A German news broadcaster's report on UK political chaos has gained attention across the world due to her expletive descriptions of Liz Truss' last days in power.


Truss quit after just six weeks in office, making her the shortest-serving prime minister in history. 

As reporters across the world covered the story, German ARD news correspondent Annette Dittert caused a stir on social media with her word-for-word quotes while describing the government crisis leading up to Truss' resignation. 


On Thursday when Dittert was reporting on the chaotic incidents that happened the previous evening, she used strong English swear words - something which would be extremely unusual on British TV.

While describing the lack of cohesion and chaotic scenes in the House of Commons on Wednesday during a vote on fracking, Dittert said that the former Prime Minister's deputy whip Craig Whittaker vented his frustration by saying he was "f**king furious and I don't f**king care anymore".

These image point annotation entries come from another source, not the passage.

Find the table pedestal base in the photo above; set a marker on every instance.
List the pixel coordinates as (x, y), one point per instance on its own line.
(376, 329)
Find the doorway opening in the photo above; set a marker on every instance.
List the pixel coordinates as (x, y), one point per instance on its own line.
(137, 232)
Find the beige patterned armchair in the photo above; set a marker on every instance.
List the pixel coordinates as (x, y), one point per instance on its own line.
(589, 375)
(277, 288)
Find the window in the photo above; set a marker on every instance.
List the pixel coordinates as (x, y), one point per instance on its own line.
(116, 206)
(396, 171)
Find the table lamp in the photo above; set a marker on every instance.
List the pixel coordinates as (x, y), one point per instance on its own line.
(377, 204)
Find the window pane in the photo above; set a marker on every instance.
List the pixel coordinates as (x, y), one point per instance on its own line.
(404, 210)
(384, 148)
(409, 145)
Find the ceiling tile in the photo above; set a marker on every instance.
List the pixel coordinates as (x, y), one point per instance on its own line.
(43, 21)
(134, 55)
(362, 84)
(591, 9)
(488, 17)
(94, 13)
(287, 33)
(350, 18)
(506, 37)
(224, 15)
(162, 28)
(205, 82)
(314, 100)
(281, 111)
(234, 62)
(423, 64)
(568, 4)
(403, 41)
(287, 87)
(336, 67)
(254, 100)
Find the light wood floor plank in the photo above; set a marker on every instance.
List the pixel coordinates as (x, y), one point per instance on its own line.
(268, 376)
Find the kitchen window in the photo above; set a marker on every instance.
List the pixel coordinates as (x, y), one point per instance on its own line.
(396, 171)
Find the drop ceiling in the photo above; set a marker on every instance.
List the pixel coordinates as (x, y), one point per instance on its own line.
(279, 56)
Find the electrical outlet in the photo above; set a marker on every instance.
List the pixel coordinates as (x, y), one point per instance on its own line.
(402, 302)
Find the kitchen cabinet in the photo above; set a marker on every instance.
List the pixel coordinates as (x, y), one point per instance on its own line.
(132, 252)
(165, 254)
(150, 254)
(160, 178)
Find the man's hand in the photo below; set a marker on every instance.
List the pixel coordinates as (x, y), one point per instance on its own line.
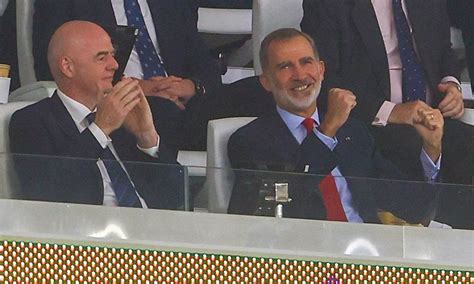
(429, 126)
(452, 105)
(340, 104)
(176, 89)
(139, 122)
(406, 113)
(113, 107)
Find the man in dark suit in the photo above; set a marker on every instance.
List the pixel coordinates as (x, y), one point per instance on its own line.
(461, 15)
(227, 4)
(171, 25)
(358, 40)
(81, 58)
(333, 144)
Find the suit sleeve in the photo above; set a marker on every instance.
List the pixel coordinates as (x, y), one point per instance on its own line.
(328, 23)
(200, 65)
(46, 177)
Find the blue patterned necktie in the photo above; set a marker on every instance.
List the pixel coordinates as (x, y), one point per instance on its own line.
(413, 79)
(121, 184)
(149, 58)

"Fisticuffs broke out in the lobby, where the votes are cast," Dittert said in German while describing the atmosphere. "Government members are said to have physically pulled other Tory MPs into the right box."

"Then suddenly it was said that there was no parliamentary group coercion, although this had been announced beforehand, whereupon the deputy leader of the parliamentary group left parliament with the words: 'I'm f**king furious and I don't f**king care anymore.'

"I'm not translating that now (into German), but this is a party where really every discipline has broken down," she added.

Her candid report has been celebrated by many. One social media user called it the "best commentary on Truss resignation chaos".

Some people questioned why it was acceptable to use English swear words on German TV. 

Dittert said it was the first time she had used swear words in English on German TV - but added on Twitter that she was quoting a "Tory in despair" rather than using the language herself.

However, as The Local has reported in the past, Germans in general tend to be more accepting of English swear words - they are not seen to be as offensive as swearing in Germany.

Some words are also used in a different way than native English speakers. For example, it's not unusual for mainstream German media and politicians - even former chancellor Angela Merkel - to say words like "shitstorm", which is used by Germans to describe a controversy on the internet.